When we started work [in the early ’60s], there was essentially no interest. It’s kind of ridiculous. I asked for a grant from [National Institutes of Health] and they told me, ‘It’s not relevant. Nobody smokes marijuana in the U.S., people do it in Mexico.’ A year or two later, for some peculiar reason, a lot of people started smoking marijuana and then NIH, all of a sudden, became interested and they supported my work for almost 45 years. In the early ’80s, we published a paper showing that cannabidiol [CBD] is a very good antiepileptic, and I thought it would be developed [as a drug], particularly since it shows no side effects. Nothing happened for 35 years, and then some parents, not companies, discovered cannabidiol helps their children with pediatric epilepsy. So, there was some pressure in the U.S., and social pressure in the U.S. works. The FDA approved a clinical trial, and the clinical trial said yes, it’s an excellent drug in certain types of epilepsy. And so
[Epidiolex] has been approved. Now, the approval could have been made 35 years ago, and we could have helped thousands of children. So I hope that we won’t have to wait 30 or 40 years for the other discoveries.

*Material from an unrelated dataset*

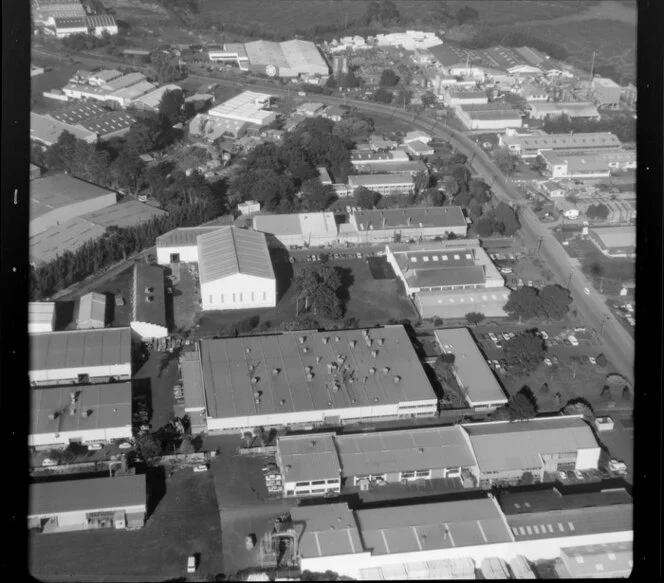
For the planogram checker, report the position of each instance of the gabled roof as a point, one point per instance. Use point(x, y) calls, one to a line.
point(229, 251)
point(94, 494)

You’ve also pursued research into the cannabinoid-like compound anandamide, which might have therapeutic potential as well. What makes you excited about it?
We are very much involved in addictions. This is, frankly, a new field, because until recently addiction was thought to be a kind of a psychological thing. We and many others have found that it’s not psychological, it’s an actual disease with compounds and reactions in the body.
If a mouse is addicted to nicotine, for example, the body makes a particular anandamide-like compound which can work against addiction. It can prevent the addiction, or it can lower, very considerably, withdrawal effects. This particular compound lowers, or almost prevents, both nicotine and heroin withdrawal symptoms.
So, here we have something quite practical, I hope. In the U.S. last year, 65,000 people died because of addiction — they overdose themselves. In many cases, these are people who are willing to get rid of their addiction, but they couldn’t. In many cases, this was due to the very strong withdrawal effects. And if there is a drug which essentially eliminates the withdrawal effects of opiates or nicotine, then I hope that it will be of wide use.
But, you see, there is a really major need of clinical trials. Anandamide has never been given to a human as a drug. Almost 100 years ago, when insulin was discovered, it was administered within six months; it became a drug within a year or two. Here we have anandamide, a nontoxic compound which has never been administered, and so it has been sitting around for the last 25 years and nobody has been able to get the OK to give it to humans.
Some of your work has focused on the immune system. What’s the connection between the endocannabinoid system and disease?
From my point of view, our body tries to fight every single disease in most cases with the immune system. It’s a very important system, but the immune system as we know it today doesn’t address some of the diseases. So, the body has other ways to try to fight these diseases, and I believe that the endocannabinoid system is one of the major systems through which the body tries to fight disease. So, maybe in a decade or so, we should be speaking of not only the immune system but the endocannabinoid [system]. It may be an additional way the body attacks disease states.